TOG protein Stu2/XMAP215 is regulated by acetylation and sumoylation

Abstract

Microtubules are an essential element of the cytoskeleton responsible for myriad functions which include cell shape, intra-cellular trafficking, cellular motility, and cellular division. The primary architects of these structures are the XMAP215 family of microtubule polymerases, which includes Stu2 in S. cerevisiae. XMAP215 family members are well known to function at four distinct locations on microtubules. During mitosis, XMAP215 members select for correct bi-oriented attachment with sister chromatid bound kinetochores in order to properly divide the genetic information found in chromosomes. XMAP215 is also found at the minus ends of microtubules at Microtubule Organizing Centers where it is believed to function in microtubule nucleation. In addition to these two locations, XMAP215 family members have been observed along the microtubule lattice as well as microtubule plus ends where they polymerize growing microtubules.

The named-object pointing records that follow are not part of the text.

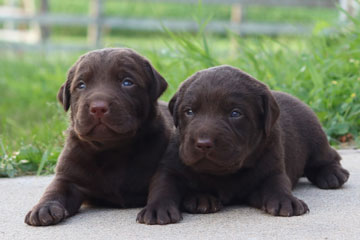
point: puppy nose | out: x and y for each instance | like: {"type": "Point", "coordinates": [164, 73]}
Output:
{"type": "Point", "coordinates": [99, 108]}
{"type": "Point", "coordinates": [204, 144]}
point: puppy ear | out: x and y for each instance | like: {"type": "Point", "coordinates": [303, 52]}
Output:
{"type": "Point", "coordinates": [64, 91]}
{"type": "Point", "coordinates": [173, 108]}
{"type": "Point", "coordinates": [271, 112]}
{"type": "Point", "coordinates": [158, 85]}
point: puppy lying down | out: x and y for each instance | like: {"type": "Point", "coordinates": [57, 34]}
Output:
{"type": "Point", "coordinates": [117, 135]}
{"type": "Point", "coordinates": [238, 142]}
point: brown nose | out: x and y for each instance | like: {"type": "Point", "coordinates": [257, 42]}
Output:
{"type": "Point", "coordinates": [204, 144]}
{"type": "Point", "coordinates": [99, 108]}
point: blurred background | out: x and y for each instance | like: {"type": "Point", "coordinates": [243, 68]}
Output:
{"type": "Point", "coordinates": [308, 48]}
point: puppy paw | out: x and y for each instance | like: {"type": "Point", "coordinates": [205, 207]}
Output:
{"type": "Point", "coordinates": [201, 203]}
{"type": "Point", "coordinates": [331, 177]}
{"type": "Point", "coordinates": [286, 206]}
{"type": "Point", "coordinates": [48, 213]}
{"type": "Point", "coordinates": [159, 214]}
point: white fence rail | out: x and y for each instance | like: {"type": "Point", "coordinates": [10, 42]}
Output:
{"type": "Point", "coordinates": [96, 21]}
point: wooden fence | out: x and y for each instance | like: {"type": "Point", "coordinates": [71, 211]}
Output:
{"type": "Point", "coordinates": [96, 21]}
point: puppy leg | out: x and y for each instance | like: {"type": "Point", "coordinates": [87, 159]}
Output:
{"type": "Point", "coordinates": [163, 206]}
{"type": "Point", "coordinates": [275, 197]}
{"type": "Point", "coordinates": [60, 200]}
{"type": "Point", "coordinates": [201, 203]}
{"type": "Point", "coordinates": [325, 171]}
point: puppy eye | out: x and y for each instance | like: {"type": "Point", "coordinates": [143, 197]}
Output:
{"type": "Point", "coordinates": [127, 82]}
{"type": "Point", "coordinates": [236, 114]}
{"type": "Point", "coordinates": [81, 85]}
{"type": "Point", "coordinates": [189, 112]}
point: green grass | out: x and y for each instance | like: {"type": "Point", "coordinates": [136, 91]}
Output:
{"type": "Point", "coordinates": [323, 71]}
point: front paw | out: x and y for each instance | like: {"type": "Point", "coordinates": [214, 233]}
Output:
{"type": "Point", "coordinates": [161, 213]}
{"type": "Point", "coordinates": [202, 203]}
{"type": "Point", "coordinates": [48, 213]}
{"type": "Point", "coordinates": [285, 205]}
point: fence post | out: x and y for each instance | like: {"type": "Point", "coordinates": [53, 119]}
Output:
{"type": "Point", "coordinates": [95, 27]}
{"type": "Point", "coordinates": [236, 18]}
{"type": "Point", "coordinates": [44, 30]}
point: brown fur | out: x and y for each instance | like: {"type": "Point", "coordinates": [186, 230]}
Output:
{"type": "Point", "coordinates": [117, 135]}
{"type": "Point", "coordinates": [239, 142]}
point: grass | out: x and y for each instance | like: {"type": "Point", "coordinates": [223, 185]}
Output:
{"type": "Point", "coordinates": [323, 71]}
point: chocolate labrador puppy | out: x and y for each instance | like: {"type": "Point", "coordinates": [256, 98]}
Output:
{"type": "Point", "coordinates": [117, 135]}
{"type": "Point", "coordinates": [239, 142]}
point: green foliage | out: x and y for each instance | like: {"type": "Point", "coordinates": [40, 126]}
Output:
{"type": "Point", "coordinates": [322, 70]}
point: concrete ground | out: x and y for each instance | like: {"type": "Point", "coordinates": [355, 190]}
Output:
{"type": "Point", "coordinates": [334, 214]}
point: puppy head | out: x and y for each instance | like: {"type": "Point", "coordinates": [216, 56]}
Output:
{"type": "Point", "coordinates": [222, 115]}
{"type": "Point", "coordinates": [111, 94]}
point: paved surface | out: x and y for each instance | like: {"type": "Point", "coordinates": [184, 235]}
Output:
{"type": "Point", "coordinates": [335, 214]}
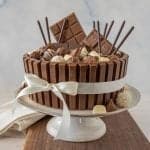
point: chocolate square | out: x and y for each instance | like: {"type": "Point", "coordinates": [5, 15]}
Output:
{"type": "Point", "coordinates": [73, 32]}
{"type": "Point", "coordinates": [92, 42]}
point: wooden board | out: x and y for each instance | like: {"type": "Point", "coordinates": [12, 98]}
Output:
{"type": "Point", "coordinates": [122, 134]}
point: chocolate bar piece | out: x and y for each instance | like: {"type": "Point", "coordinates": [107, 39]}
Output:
{"type": "Point", "coordinates": [92, 42]}
{"type": "Point", "coordinates": [92, 39]}
{"type": "Point", "coordinates": [73, 33]}
{"type": "Point", "coordinates": [106, 47]}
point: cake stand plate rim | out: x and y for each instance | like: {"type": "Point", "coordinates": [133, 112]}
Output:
{"type": "Point", "coordinates": [77, 113]}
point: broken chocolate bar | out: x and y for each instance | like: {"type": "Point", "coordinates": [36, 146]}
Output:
{"type": "Point", "coordinates": [73, 33]}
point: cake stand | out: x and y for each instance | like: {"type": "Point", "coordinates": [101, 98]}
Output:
{"type": "Point", "coordinates": [84, 125]}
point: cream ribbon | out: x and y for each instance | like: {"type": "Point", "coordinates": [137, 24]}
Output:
{"type": "Point", "coordinates": [35, 84]}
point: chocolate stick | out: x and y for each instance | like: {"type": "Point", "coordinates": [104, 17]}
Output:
{"type": "Point", "coordinates": [123, 40]}
{"type": "Point", "coordinates": [62, 29]}
{"type": "Point", "coordinates": [47, 27]}
{"type": "Point", "coordinates": [99, 37]}
{"type": "Point", "coordinates": [117, 37]}
{"type": "Point", "coordinates": [109, 29]}
{"type": "Point", "coordinates": [93, 24]}
{"type": "Point", "coordinates": [105, 29]}
{"type": "Point", "coordinates": [43, 36]}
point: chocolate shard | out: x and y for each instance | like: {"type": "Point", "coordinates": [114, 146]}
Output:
{"type": "Point", "coordinates": [91, 41]}
{"type": "Point", "coordinates": [106, 47]}
{"type": "Point", "coordinates": [73, 32]}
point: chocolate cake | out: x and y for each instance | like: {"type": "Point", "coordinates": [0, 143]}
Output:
{"type": "Point", "coordinates": [77, 57]}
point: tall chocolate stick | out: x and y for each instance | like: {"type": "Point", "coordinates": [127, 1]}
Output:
{"type": "Point", "coordinates": [117, 37]}
{"type": "Point", "coordinates": [109, 29]}
{"type": "Point", "coordinates": [47, 27]}
{"type": "Point", "coordinates": [99, 37]}
{"type": "Point", "coordinates": [62, 30]}
{"type": "Point", "coordinates": [93, 24]}
{"type": "Point", "coordinates": [43, 36]}
{"type": "Point", "coordinates": [105, 29]}
{"type": "Point", "coordinates": [123, 40]}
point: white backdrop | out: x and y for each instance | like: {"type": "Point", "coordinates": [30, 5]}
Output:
{"type": "Point", "coordinates": [19, 32]}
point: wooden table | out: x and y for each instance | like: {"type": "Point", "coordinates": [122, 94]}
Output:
{"type": "Point", "coordinates": [122, 134]}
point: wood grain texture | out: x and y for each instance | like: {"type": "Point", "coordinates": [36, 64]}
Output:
{"type": "Point", "coordinates": [122, 134]}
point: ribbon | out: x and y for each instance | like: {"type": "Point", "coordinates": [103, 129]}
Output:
{"type": "Point", "coordinates": [35, 84]}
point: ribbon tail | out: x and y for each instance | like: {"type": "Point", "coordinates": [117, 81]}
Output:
{"type": "Point", "coordinates": [65, 124]}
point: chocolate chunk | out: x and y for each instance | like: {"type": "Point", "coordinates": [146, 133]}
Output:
{"type": "Point", "coordinates": [111, 106]}
{"type": "Point", "coordinates": [92, 42]}
{"type": "Point", "coordinates": [73, 32]}
{"type": "Point", "coordinates": [106, 47]}
{"type": "Point", "coordinates": [49, 54]}
{"type": "Point", "coordinates": [92, 39]}
{"type": "Point", "coordinates": [35, 54]}
{"type": "Point", "coordinates": [90, 59]}
{"type": "Point", "coordinates": [75, 52]}
{"type": "Point", "coordinates": [73, 60]}
{"type": "Point", "coordinates": [62, 51]}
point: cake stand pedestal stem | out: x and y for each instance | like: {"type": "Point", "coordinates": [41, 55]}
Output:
{"type": "Point", "coordinates": [82, 129]}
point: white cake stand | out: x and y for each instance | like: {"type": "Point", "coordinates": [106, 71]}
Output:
{"type": "Point", "coordinates": [84, 125]}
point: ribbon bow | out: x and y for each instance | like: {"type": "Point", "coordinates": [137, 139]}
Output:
{"type": "Point", "coordinates": [35, 84]}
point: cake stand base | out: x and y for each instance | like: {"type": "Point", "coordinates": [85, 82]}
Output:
{"type": "Point", "coordinates": [82, 129]}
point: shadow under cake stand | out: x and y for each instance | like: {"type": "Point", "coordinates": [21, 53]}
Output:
{"type": "Point", "coordinates": [84, 125]}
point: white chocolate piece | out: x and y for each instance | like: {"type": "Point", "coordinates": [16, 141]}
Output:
{"type": "Point", "coordinates": [103, 59]}
{"type": "Point", "coordinates": [124, 99]}
{"type": "Point", "coordinates": [84, 52]}
{"type": "Point", "coordinates": [99, 109]}
{"type": "Point", "coordinates": [67, 57]}
{"type": "Point", "coordinates": [57, 59]}
{"type": "Point", "coordinates": [94, 54]}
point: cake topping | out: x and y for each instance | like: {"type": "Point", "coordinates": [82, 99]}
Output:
{"type": "Point", "coordinates": [94, 53]}
{"type": "Point", "coordinates": [84, 52]}
{"type": "Point", "coordinates": [90, 59]}
{"type": "Point", "coordinates": [74, 46]}
{"type": "Point", "coordinates": [67, 57]}
{"type": "Point", "coordinates": [109, 29]}
{"type": "Point", "coordinates": [57, 59]}
{"type": "Point", "coordinates": [111, 106]}
{"type": "Point", "coordinates": [49, 54]}
{"type": "Point", "coordinates": [103, 59]}
{"type": "Point", "coordinates": [62, 51]}
{"type": "Point", "coordinates": [99, 109]}
{"type": "Point", "coordinates": [73, 33]}
{"type": "Point", "coordinates": [35, 54]}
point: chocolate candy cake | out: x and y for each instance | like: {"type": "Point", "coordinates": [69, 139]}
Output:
{"type": "Point", "coordinates": [77, 57]}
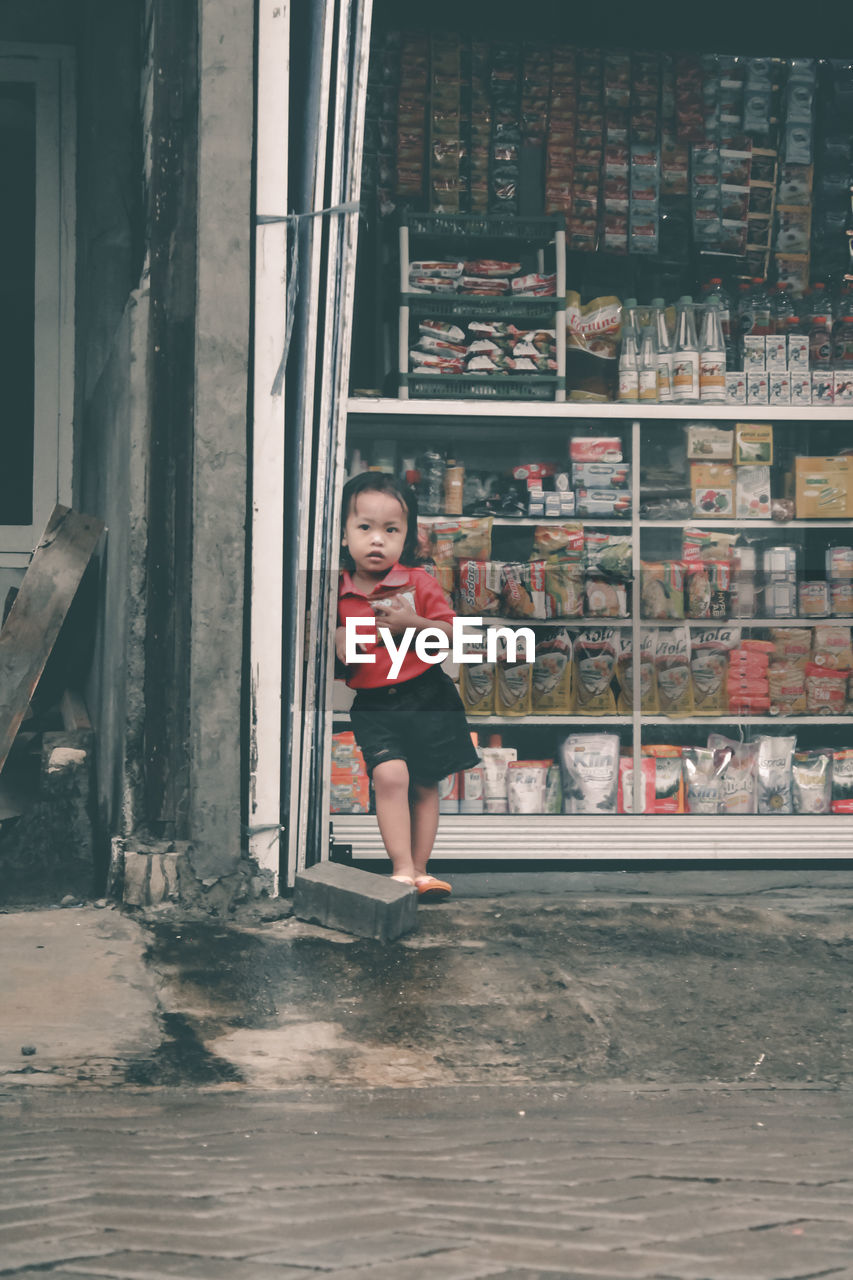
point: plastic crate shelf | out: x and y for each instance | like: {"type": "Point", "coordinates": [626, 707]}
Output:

Here I demonstrate the XMAP215 family of microtubule polymerases are regulated by Small Ubiquitin-Like Modifiers (SUMO) and acetylation. Using two hybrid analysis, we mapped a minimal SUMO interacting region of Stu2 to its domain responsible for dimerization using yeast two-hybrid. With subsequent immunoprecipitation and SUMO affinity enrichment assays, we demonstrated with a high-degree of certainty that Stu2 is both covalently modified by SUMO and interacts with SUMO non-covalently. While searching by mass spectrometry for the lysines within Stu2 that are covalently modified by SUMO, we identified acetylated lysine residues. Immunoprecipitation and western blotting were used as a second method to demonstrate the acetylation of Stu2. Functional assays demonstrated that Stu2 acetylation regulates microtubule polymerization, chromosome segregation, and promoted interactions with y-tubulin.